Maryland has averaged the fewest turnovers and the best turnover margin in the Turgeon era — even with last night’s performance. The Terps are also playing at a faster tempo than any other year Turgeon has held the reins, and this group seems to have an added toughness and physicality to it, which has helped both defensively and on the offensive glass.
Turgeon has also shown a propensity to mix up the game plan when things aren’t working — he’s often rotated multiple defensive schemes in a single game to throw the opponent off-balance, and he’s not afraid to bench established players who aren’t performing well in a game.
The Terps have shown what they’re capable of when things click from start to finish. That was perfectly evident in the win over Marquette, an 84-63 bashing to claim the Orlando Invitational championship.
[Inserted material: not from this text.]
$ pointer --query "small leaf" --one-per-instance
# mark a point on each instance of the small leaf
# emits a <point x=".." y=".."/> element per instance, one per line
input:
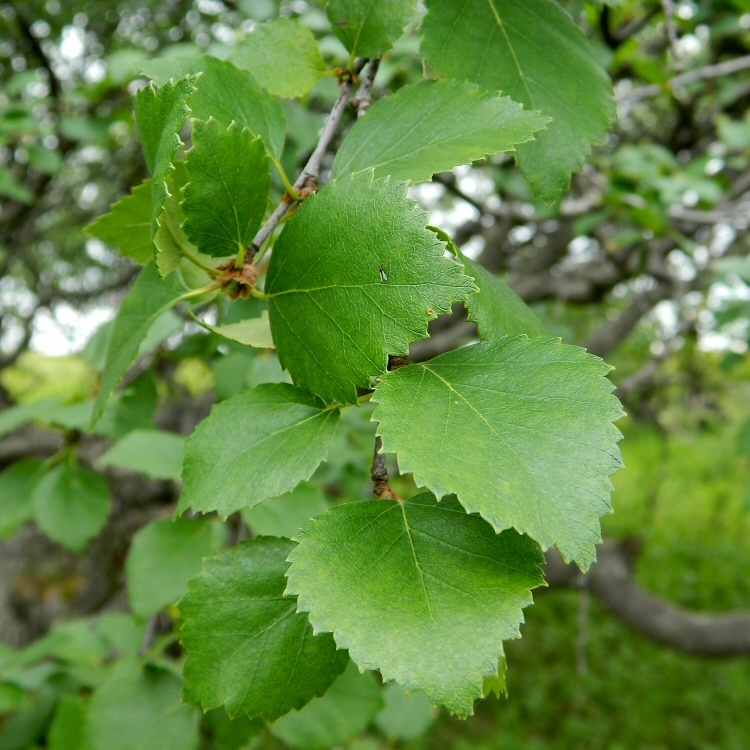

In that game, Maryland had a double digit lead just over 10 minutes into the first half, and it wasn’t by accident. The team shot well in all three phases, had a strong edge on the glass, passed the ball effectively and limited turnovers. Darryl Morsell and the defense also held Markus Howard — the nation’s leading scorer entering play — to just six points on 1-of-12 shooting.
The Terps will have until Dec. 19, when they’ll go back on the road to face a talented — but injured — Seton Hall team, to figure out a way back to playing like that.
The loss to Penn State was certainly revealing. It’s now clear the Terps aren’t infallible, and more defeats are likely to come as the year rolls on. But the same could be said for every team in the country, and how Maryland responds to this game matters a lot more than what’s happened so far this year.
“We’re still a really young team. We just got to get back to the books, just get ready to practice whenever we start again,” Cowan said, adding that a loss like this could refocus the team. “It’s still a young season. It’s only the first game we’ve lost. We can’t let it linger — we just gotta just take care of our mistakes now.”